The survey hit a record low of 51.7 in May, 1980.
The index of consumer expectations rose to 53.5 from 50.5. Survey director Richard Curtin said confidence in the Obama administration’s economic policies improved consumers’ mood, with 22% of those surveyed rating policy favorably in March, compared with 7% in January.
Americans’ view of their present situation remained dim, with the index of economic conditions slipping to 63.3 in March from 65.5 in February.
"Although the data indicate that the downward momentum in confidence ended in the closing months of 2008, there is no evidence that consumers expect their finances to improve any time soon," Curtin said first cash advance.
While the survey showed 44% of consumers expected government policy to improve their personal finances, an all-time record number of consumers said incomes had declined compared with a year ago.
They also anticipated the smallest annual income gains ever recorded - 0.2% compared to 2.5% a year ago.
Stocks pared losses after the sentiment data, while the dollar held its gains against the euro.
Inflation signals were mixed.
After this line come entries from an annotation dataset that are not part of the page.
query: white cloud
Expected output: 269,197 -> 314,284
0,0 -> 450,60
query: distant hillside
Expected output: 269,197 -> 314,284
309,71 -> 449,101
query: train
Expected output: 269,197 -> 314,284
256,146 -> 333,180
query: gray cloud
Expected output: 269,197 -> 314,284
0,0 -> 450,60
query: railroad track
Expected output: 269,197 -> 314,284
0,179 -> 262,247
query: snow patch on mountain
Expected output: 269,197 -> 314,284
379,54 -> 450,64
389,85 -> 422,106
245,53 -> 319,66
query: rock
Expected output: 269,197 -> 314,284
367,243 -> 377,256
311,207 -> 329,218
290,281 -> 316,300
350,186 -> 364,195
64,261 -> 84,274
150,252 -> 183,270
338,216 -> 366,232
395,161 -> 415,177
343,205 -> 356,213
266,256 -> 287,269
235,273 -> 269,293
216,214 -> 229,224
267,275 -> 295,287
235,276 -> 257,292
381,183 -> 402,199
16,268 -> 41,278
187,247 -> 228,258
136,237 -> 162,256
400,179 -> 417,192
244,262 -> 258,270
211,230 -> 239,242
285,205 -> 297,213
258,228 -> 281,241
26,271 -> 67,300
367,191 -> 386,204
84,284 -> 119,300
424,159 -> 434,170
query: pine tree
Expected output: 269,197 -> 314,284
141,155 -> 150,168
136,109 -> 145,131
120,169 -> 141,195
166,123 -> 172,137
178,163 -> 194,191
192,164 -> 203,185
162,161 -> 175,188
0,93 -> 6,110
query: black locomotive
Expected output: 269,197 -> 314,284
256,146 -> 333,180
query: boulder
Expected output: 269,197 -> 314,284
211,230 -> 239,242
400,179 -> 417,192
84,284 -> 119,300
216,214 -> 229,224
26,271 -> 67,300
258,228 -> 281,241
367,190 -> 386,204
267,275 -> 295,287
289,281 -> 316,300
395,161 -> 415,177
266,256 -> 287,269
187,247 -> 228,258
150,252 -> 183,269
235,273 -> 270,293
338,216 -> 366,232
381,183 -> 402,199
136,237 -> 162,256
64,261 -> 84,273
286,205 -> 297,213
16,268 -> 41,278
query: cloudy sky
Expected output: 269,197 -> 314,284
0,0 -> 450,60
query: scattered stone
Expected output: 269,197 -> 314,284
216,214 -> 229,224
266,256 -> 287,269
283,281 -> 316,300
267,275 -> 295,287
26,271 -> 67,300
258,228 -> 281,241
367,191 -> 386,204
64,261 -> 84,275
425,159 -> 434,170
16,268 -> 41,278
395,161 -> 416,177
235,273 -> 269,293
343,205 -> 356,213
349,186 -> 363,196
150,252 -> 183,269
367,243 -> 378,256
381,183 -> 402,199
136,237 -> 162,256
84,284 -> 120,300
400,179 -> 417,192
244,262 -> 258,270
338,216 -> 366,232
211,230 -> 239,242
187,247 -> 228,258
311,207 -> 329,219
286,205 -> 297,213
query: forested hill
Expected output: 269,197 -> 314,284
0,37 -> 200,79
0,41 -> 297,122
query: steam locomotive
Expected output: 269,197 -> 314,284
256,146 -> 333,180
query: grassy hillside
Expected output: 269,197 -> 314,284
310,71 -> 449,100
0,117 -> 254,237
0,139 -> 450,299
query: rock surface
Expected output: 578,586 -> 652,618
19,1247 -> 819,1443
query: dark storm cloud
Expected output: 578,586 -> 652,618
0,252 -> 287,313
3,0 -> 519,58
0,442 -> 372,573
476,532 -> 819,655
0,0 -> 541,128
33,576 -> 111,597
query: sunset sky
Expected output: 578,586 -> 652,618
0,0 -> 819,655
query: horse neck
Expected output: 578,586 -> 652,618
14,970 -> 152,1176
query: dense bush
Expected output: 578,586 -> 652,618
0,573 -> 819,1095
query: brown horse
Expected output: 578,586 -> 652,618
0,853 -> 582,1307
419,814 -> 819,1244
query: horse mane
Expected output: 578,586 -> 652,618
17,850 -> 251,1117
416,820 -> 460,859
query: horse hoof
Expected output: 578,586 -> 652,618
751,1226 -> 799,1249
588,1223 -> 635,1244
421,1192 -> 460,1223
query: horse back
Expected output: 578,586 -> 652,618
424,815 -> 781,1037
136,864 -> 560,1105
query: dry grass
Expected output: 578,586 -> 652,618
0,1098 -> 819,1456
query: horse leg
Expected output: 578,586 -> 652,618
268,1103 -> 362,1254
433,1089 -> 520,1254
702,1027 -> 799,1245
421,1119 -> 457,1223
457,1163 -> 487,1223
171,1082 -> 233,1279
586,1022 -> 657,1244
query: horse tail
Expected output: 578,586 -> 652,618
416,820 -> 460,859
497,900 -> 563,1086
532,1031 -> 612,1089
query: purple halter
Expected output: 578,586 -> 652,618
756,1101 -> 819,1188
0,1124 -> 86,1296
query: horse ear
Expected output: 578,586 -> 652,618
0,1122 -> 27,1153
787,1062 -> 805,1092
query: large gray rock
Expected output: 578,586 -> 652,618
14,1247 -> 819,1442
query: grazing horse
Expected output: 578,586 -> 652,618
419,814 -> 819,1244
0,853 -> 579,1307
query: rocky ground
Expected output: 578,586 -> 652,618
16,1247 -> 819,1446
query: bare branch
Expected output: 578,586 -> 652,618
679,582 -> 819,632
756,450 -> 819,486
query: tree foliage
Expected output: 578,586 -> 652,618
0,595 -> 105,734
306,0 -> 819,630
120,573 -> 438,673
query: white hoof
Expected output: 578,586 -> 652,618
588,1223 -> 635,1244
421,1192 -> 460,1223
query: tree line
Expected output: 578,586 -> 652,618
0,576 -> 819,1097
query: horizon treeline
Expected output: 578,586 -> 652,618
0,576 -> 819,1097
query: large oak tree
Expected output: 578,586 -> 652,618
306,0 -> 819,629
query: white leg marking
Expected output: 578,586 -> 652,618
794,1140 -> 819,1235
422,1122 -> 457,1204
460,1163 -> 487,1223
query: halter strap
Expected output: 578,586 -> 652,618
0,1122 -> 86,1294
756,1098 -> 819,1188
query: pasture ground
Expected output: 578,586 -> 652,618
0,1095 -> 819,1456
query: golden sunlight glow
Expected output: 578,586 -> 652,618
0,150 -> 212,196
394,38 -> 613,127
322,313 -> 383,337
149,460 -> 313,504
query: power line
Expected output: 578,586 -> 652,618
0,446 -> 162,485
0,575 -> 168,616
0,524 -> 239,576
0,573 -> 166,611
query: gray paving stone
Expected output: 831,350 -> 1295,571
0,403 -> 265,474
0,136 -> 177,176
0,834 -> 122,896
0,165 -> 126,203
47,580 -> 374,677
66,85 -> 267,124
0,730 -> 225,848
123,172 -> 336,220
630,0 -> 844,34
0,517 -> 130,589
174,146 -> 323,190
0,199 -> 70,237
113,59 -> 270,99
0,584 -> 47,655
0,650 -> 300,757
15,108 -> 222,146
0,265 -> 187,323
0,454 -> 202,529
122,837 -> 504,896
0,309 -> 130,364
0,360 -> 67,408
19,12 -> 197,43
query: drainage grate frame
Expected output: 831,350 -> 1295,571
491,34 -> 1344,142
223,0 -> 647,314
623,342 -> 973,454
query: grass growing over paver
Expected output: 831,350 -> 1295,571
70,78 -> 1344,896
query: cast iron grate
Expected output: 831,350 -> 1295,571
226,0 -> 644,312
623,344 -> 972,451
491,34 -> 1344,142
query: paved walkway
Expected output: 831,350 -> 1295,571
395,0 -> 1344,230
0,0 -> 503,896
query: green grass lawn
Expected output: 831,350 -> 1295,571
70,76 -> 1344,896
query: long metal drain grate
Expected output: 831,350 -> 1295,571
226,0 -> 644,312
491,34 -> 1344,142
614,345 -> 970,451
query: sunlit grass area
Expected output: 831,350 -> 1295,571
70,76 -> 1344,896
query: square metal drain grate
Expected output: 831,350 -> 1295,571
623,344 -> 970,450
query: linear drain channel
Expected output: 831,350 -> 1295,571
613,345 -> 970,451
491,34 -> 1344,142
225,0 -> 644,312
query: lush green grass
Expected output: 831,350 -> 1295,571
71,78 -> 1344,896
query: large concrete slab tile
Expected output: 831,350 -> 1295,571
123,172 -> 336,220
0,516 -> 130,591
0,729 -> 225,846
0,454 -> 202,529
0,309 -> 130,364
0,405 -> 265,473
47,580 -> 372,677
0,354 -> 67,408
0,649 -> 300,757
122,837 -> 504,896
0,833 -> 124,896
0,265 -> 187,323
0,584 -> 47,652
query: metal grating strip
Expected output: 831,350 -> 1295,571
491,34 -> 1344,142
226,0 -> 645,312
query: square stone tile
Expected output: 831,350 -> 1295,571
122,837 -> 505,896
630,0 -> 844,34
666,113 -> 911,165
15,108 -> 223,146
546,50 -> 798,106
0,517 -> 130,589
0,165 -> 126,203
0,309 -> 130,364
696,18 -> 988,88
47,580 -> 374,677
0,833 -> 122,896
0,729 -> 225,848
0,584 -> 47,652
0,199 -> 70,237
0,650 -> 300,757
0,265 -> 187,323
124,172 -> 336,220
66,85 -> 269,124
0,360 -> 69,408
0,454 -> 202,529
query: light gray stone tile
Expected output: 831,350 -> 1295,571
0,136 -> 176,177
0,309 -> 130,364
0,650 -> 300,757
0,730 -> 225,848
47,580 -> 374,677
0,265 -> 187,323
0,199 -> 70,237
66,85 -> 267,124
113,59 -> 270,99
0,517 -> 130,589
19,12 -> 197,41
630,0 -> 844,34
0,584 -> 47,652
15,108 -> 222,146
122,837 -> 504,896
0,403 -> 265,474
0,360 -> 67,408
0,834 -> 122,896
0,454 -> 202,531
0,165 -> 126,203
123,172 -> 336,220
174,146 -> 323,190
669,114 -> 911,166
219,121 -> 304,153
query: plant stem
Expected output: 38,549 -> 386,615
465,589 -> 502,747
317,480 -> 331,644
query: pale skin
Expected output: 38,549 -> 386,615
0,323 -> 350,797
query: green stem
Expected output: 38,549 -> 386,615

The report’s reading on one-year inflation expectations rose to 2% from from 1.9% in February, but five-year inflation expectations fell to 2.6% from 3.1%.
"Overall, there has not been another period in the past quarter century that deflation was more widely anticipated," Curtin said.
OTTAWA – The world will pay a stiff price in future years for current massive government spending aimed to avert an even greater economic disaster, TD Bank's chief economist Don Drummond says.
Testifying before the parliamentary finance committee this morning, the former finance department official estimated it will take many years for the economy to return to what many would consider normal.
"I think there's going to be a lot of difficulties. I think there is going to be a slight recovery in 2010, 2011 and then, after that, I think there's going to be a very protracted period over several years to address the problems that are arising now," he said.
Drummond, who recently projected the Canadian government's deficit would hit $82 billion over the next two years – about $18 billion more than Finance Minister Jim Flaherty projects in the budget – said he sees the economy limping along with meagre growth of between two and 2.5 per cent until 2015.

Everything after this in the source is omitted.